How common was that paint scheme?
This is the first time for me to see that scheme.
​


----------



## Fifer (Apr 21, 2011)

N-gauged said:


> That's a good looking set.
> Now I want one.
> 
> How common was that paint scheme?
> ...


Thanks , but they are rarer that frog teeth now days. 

Mike


----------



## tjcruiser (Jan 10, 2010)

Nice ... I like that color scheme!

TJ


----------



## Fifer (Apr 21, 2011)

tjcruiser said:


> Nice ... I like that color scheme!
> 
> TJ


Thanks TJ , yep breaks up the BLUE!!!:thumbsup:


----------



## Big Ed (Jun 16, 2009)

Yes, a very handsome set indeed.:thumbsup:

I wonder if they every did then in other scales?


----------



## Fifer (Apr 21, 2011)

big ed said:


> Yes, a very handsome set indeed.:thumbsup:
> 
> I wonder if they every did then in other scales?

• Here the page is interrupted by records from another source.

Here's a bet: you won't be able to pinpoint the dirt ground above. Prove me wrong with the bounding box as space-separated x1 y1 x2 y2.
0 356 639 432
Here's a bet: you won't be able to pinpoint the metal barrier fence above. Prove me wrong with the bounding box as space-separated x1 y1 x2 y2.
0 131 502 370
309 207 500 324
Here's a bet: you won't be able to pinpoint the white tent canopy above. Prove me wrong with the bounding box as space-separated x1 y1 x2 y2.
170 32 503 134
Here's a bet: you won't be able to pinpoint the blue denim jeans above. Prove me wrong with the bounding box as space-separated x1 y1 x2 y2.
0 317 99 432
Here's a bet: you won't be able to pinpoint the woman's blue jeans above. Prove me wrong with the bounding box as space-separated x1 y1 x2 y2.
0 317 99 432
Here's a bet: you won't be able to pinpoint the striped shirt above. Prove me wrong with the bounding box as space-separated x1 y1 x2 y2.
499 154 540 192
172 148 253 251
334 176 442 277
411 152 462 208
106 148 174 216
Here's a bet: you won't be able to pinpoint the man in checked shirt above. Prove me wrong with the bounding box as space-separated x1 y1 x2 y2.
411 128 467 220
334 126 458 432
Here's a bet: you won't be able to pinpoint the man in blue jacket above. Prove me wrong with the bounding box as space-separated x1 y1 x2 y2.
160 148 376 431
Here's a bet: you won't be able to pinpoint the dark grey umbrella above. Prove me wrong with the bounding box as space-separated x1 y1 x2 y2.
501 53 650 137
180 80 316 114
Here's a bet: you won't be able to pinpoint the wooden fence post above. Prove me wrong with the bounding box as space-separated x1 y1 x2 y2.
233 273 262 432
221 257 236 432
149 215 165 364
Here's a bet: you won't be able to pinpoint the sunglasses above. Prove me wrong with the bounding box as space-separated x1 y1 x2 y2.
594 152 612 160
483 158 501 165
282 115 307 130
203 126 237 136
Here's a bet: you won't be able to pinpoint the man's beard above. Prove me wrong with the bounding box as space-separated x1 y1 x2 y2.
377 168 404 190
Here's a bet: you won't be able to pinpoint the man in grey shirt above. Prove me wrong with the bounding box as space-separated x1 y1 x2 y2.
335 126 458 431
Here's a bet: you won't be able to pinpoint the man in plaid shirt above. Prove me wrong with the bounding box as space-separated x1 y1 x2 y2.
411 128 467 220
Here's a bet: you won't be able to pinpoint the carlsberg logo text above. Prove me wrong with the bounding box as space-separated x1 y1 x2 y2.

Yes IM did them and Athearn did them in the Genisis line in HO.
Thanks , Mike


----------



## Big4fan (Aug 29, 2010)

Mike, Where do you get the diaphragms? I was thinking of putting some on my passenger train..

Thanks,
J.C.


----------



## Fifer (Apr 21, 2011)

Big4fan said:


> Mike, Where do you get the diaphragms? I was thinking of putting some on my passenger train..
> 
> Thanks,
> J.C.


I have not used any but American Limited makes some nice ones.

Mike


----------



## tjcruiser (Jan 10, 2010)

Those first two photos look FABULOUS with those painted backdrops. Incredibly realistic!!!

TJ


----------



## Fifer (Apr 21, 2011)

tjcruiser said:


> Those first two photos look FABULOUS with those painted backdrops. Incredibly realistic!!!
> 
> TJ


Thanks TJ, I have 19 videos of the construction on YouTube if you ever get a chance.
They start here.
http://www.youtube.com/watch?v=XH_GTgKkvIY

Thanks , Mike


----------